The Gordon Setter is a calm and even-tempered dog who usually looks as if he is deep in thought. Despite their serious nature, they are definitely playful and as puppies can be clumsy and rambunctious. Like their setter cousins, the Gordon requires a lot of outdoor activity to remain happy and healthy, and are well suited for people with active lifestyles. Gordons will want to be included in all family activities. Though reserved around strangers they can be trusted to be polite and well-mannered with guests once their puppy bounciness has worn off.
This hunting breed requires lots of vigorous activity in order to maintain health and happiness. Gordons aren't simply content to be left alone to their own devices in a yard, either. They need to engage in activities where they are side by side with the people they love. They are useful hunting dogs who can track, point, and retrieve on both land and water. If owners aren't hunters, they should be active and outdoorsy. Gordons enjoy hiking, jogging, swimming and can keep up with bikers. Yard activities should include playing games of fetch, or hiding toys and treats for the Gordon to track and find.
These are not apartment or city dogs. The Gordon is a country dog who is best suited for homes with fenced in yards. Farms are too open, and calling a Gordon home if he's caught a scent can be futile.
Gordons have a mind of their own and do not like to be bossed around. Training can be difficult and takes a strong, steady leader. Sessions should be conducted with an abundance of positive reinforcement and very little harsh discipline. Though establishing leadership can be a challenge, Gordons actually pick up on tasks quickly and have excellent memories. Once basic obedience is mastered and the Gordon Setter knows his place in the family hierarchy, he should be graduated on to advanced obedience or agility training to keep his mind active.
Housebreaking takes anywhere from four to six months with a Gordon Setter. They do not like to be told what to do or when to do it, so this process can be quite drawn out. Crate training is the best method for housebreaking a Gordon.
Gordons have a tendency toward jealousy and prefer not to share the attention and affection of their family with other household pets. They also have strong desire to chase smaller animals, so it's best that they be kept as the only family pet, unless they are raised alongside another dog from puppyhood.

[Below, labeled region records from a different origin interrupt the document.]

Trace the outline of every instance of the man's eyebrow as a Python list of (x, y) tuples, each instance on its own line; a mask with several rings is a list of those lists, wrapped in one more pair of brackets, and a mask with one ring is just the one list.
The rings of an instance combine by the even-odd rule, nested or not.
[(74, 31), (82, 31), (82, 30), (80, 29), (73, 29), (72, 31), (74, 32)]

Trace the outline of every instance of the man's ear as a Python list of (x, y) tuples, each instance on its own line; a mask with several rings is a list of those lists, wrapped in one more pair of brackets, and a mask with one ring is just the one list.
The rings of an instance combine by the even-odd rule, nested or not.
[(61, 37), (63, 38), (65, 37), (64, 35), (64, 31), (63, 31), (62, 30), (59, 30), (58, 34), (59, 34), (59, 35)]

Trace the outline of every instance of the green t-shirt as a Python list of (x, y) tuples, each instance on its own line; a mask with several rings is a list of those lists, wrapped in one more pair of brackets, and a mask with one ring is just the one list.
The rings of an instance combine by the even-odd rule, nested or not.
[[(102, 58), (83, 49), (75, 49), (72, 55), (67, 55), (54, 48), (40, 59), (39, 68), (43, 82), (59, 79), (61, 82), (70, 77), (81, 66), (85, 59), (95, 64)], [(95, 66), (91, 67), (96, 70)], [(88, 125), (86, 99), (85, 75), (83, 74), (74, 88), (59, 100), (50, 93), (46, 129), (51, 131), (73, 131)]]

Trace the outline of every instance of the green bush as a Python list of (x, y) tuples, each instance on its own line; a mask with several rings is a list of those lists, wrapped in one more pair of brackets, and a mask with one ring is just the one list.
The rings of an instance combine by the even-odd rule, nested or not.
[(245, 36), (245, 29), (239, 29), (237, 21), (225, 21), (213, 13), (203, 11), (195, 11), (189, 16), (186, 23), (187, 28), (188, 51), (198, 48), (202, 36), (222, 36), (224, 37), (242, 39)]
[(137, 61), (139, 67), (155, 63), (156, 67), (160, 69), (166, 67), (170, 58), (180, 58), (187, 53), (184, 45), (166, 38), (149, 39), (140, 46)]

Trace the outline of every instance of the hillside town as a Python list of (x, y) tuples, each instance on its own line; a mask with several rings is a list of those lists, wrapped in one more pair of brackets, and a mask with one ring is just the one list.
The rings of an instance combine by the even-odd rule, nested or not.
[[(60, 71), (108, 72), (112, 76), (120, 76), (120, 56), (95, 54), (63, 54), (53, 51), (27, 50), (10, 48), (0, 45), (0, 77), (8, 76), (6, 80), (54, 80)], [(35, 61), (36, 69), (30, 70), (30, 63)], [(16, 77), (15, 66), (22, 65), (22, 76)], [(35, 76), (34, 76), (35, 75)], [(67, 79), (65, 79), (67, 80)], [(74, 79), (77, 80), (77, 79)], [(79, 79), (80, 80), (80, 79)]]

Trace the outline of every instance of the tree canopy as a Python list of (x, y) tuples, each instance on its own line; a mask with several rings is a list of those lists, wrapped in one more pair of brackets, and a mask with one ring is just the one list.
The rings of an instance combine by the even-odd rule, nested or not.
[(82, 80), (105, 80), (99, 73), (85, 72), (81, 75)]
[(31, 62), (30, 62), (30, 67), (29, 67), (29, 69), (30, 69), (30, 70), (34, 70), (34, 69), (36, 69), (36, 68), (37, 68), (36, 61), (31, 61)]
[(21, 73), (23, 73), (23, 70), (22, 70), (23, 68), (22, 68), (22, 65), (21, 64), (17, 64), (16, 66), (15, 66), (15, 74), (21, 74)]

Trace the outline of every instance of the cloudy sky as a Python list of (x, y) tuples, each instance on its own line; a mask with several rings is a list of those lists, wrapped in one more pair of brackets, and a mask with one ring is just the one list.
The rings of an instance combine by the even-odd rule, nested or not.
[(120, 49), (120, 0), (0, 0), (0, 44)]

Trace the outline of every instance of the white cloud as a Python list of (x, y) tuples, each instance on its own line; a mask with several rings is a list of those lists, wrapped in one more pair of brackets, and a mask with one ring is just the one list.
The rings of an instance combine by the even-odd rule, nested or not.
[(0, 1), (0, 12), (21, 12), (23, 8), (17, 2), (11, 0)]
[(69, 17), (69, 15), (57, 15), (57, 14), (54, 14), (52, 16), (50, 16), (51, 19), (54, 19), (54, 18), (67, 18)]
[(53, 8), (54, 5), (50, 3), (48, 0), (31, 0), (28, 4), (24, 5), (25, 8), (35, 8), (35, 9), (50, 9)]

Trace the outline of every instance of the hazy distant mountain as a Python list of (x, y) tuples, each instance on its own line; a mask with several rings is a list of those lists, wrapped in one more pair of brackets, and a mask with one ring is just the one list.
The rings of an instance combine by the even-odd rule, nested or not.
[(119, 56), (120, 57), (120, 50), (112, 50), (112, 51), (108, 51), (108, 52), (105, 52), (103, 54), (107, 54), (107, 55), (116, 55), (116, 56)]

Naturally standoffish toward strangers, it is very important to socialize Gordon Setters early and often so that their reserved nature doesn't get out of hand. Overly timid and shy Gordons can be hard to live with.
Separation Anxiety can develop quickly if a Gordon is left alone for long periods of time. They need companionship and are not well suited for people who work long hours. Destructiveness is the most common way anxiety shows itself, and can be combated with plentiful exercise and lots of quality time spent with people.